Since our return from the conference, our team has faced several challenges due to misunderstanding and conflicting opinions on how to do things.  We have opportunities right in front of us to practice what we've learned about loving God and others, about leading with courage and following the example of Christ.

In times of study and reflection this month, I've been reading Gifted to Lead by Nancy Beach.  She wrote some things that I found helpful to our situation.  She said, "We human beings have an unbelievable ability to misunderstand one another, to hurt each other in small and even big ways, often without even realizing it."

I couldn't agree more.  If you are a human being and have relationships with other human beings, at some point in your life you have probably asked yourself this question, "Why can't we get along?"  If you have worked on a team at school, work, church, other community organizations or ministries, you have probably asked yourself this question more than once.  If you work with teenagers or junior high school students, you may ask yourself this question daily!
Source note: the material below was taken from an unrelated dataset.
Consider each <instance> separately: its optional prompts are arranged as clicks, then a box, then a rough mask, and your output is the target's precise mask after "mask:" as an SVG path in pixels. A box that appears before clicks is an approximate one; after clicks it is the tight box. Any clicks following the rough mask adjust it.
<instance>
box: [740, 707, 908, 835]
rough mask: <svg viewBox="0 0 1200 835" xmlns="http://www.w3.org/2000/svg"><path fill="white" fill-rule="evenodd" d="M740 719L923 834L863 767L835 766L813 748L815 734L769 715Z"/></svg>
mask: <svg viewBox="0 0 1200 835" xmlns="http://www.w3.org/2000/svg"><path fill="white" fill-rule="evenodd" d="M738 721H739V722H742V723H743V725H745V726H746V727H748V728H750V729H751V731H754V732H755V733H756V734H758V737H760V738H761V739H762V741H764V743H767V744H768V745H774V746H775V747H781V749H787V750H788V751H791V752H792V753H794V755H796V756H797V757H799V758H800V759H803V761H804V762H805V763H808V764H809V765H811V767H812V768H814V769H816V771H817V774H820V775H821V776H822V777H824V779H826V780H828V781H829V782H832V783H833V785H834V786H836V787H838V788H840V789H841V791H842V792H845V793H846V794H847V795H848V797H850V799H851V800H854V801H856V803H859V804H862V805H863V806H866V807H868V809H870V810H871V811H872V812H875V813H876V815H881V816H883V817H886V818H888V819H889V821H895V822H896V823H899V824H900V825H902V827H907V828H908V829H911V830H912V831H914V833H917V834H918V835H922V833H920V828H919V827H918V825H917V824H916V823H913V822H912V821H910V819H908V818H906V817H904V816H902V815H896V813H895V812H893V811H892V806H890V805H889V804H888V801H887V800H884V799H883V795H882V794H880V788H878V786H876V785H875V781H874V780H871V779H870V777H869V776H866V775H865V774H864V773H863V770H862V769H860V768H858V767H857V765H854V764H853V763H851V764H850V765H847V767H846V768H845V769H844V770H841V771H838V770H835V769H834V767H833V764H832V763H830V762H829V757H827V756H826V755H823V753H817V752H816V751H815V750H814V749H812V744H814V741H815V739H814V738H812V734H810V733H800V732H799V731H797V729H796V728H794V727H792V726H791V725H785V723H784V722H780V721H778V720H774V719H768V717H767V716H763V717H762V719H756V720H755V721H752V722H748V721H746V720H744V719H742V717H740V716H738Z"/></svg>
Nancy has a simple answer to the question.  "Sin." she says.  "We are all sinners and too often get puffed up with pride, selfish about our ideas or pet projects; jealous of someone else's apparent success; bitter about feeling overworked, underappreciated or underpaid; slanderous toward coworkers or our boss in private conversation.

"All of us can get better at working through conflict and none of us will be able to avoid it all together.  It is perhaps the way we most grow in ministry and as followers of Jesus Christ, because our character is tested in the fire of painful emotions like pride, envy, fear and selfishness."
 
"Consider it pure joy, my brothers, whenever you face trials of many kinds, becaue you know that the testing of your faith develops perseverance.  Perseverance must finish its work so that you may be mature and complete, not lacking anything.
James 1:2-4

Nancy continues, "Once we have a relational breakdown, we have a choice to make.  Either we take steps to work towards reconciliation or we move on with bitterness, avoidance, envy and perhaps an overwhelming sense of victimization.  The only way to get through a relational breakdown, or even to get over the tiny little dings and hurts that take place along the way, is to be willing to engage in the difficult conversations."

Joselo and I, and the youth we are working with have some great opportunities ahead to be courageous, to engage in difficult conversations, to communicate honestly, listen to one another, love, honor and respect one another and to truly work together to find God-honoring solutions to the different issues that have come to the surface.

We know we can't do it alone.  We must depend completely on God for grace and mercy, for wisdom and understanding, and for God to do what only He can do as He demonstrated with power when Jesus Christ rose from the dead, paying the penalty of our sins and making all things new.  Because Jesus shed his blood for us on the cross, we all have the hope of reconciliation.
 
"God made him who had no sin to be sin for us, so that in him we might become the righteousness of God." 2 Corinthians 5:21
We enter the season of Advent, a season of waiting and preparing for the coming of Christ, Our Savior,  with hope because Jesus, being in very nature God, did not consider equality with God something to be grasped but made himself nothing, taking the very nature of a servant, being made in human likeness, and being found in appearance as a man, he humbled himself and became obedient to death - even death on a cross! (Phil 2:6-8)  Praise the Lord!